Krispy Kreme's Canadian assets for sale

Operator of Krispy Kreme stores in Canada puts assets on sale seven weeks after being placed under bankruptcy protection.

Krispy Kreme's Canadian assets have been put up for sale seven weeks after the U.S.-based doughnut company had the firm that owns and operates stores in Canada placed under bankruptcy protection.

KremeKo Inc., which has exclusive franchise and licensing arrangements with Krispy Kreme Doughnut Corp., was forced on April 15 to file for protection from its creditors.

It decided this week that the greatest value could be achieved by an asset sale. The plan has the backing of Krispy Kreme and the company's secured creditors, including the Bank of Nova Scotia and GE Capital Canada Equipment Financing Inc., which is owed more than $3 million.

KremeKo could end up selling the business as a going concern or it could entertain offers for the rights to operate Krispy Kreme franchises in Canada.

"People could put in an offer for each of those scenarios," lawyer David Bish told the Canadian Press. Bish represents one of KremeKo's landlords, Cadillac Fairview.

In a court filing this week, the company warned that it will need to begin drawing on a $1.5 million loan provided by Krispy Kreme for its restructuring by the week of June 20.

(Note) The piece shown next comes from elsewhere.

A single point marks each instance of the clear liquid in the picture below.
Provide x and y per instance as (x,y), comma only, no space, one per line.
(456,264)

Cash flow projections show it expects to lay out nearly $1.4 million more cash than it takes in during the nine-week period ending Aug.5, when its current creditor protection order is due to expire.

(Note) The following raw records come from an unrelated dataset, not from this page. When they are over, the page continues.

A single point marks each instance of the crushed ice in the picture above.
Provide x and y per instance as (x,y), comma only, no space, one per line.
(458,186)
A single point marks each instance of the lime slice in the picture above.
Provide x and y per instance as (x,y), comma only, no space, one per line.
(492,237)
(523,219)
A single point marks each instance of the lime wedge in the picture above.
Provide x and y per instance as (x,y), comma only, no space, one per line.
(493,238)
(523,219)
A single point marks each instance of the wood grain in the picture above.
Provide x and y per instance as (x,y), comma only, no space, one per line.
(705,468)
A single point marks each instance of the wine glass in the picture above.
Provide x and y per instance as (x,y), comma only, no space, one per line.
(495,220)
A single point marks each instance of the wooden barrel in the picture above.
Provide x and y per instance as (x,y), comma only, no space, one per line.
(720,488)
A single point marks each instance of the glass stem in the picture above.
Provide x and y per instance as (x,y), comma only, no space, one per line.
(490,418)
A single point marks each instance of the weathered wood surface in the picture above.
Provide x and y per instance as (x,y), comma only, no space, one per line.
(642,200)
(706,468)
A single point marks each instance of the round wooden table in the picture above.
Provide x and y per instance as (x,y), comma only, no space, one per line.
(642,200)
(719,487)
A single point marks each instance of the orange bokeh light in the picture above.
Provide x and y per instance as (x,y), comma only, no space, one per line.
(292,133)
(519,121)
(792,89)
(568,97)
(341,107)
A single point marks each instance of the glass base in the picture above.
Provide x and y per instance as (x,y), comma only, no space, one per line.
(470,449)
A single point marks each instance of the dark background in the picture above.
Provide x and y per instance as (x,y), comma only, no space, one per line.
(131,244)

Under an agreement reached in 2000, KremeKo was required to open 32 stores within seven years and pay Krispy Kreme $40,000 US for each store plus 4.5 per cent of sales.

However, by January this year rising losses had forced it to close six of its 18 stores, followed by another four outlets in April.

The company's woes mounted in May when the Ontario Ministry of Labour charged it with three violations of the Occupational Health and Safety Act relating to an accident in which an employee was injured in 2004. Each charge carries a maximum penalty of $500,000.

North Carolina-based Krispy Kreme's once-rosy financial fortunes began dimming in the spring of 2004, when it reported its first quarterly loss, placing much of the blame on the rising popularity of low-carbohydrate diets.

The company is now being run by a corporate turnaround specialist while the U.S. Securities and Exchange Commission investigates allegations of financial irregularities and exaggerated revenues.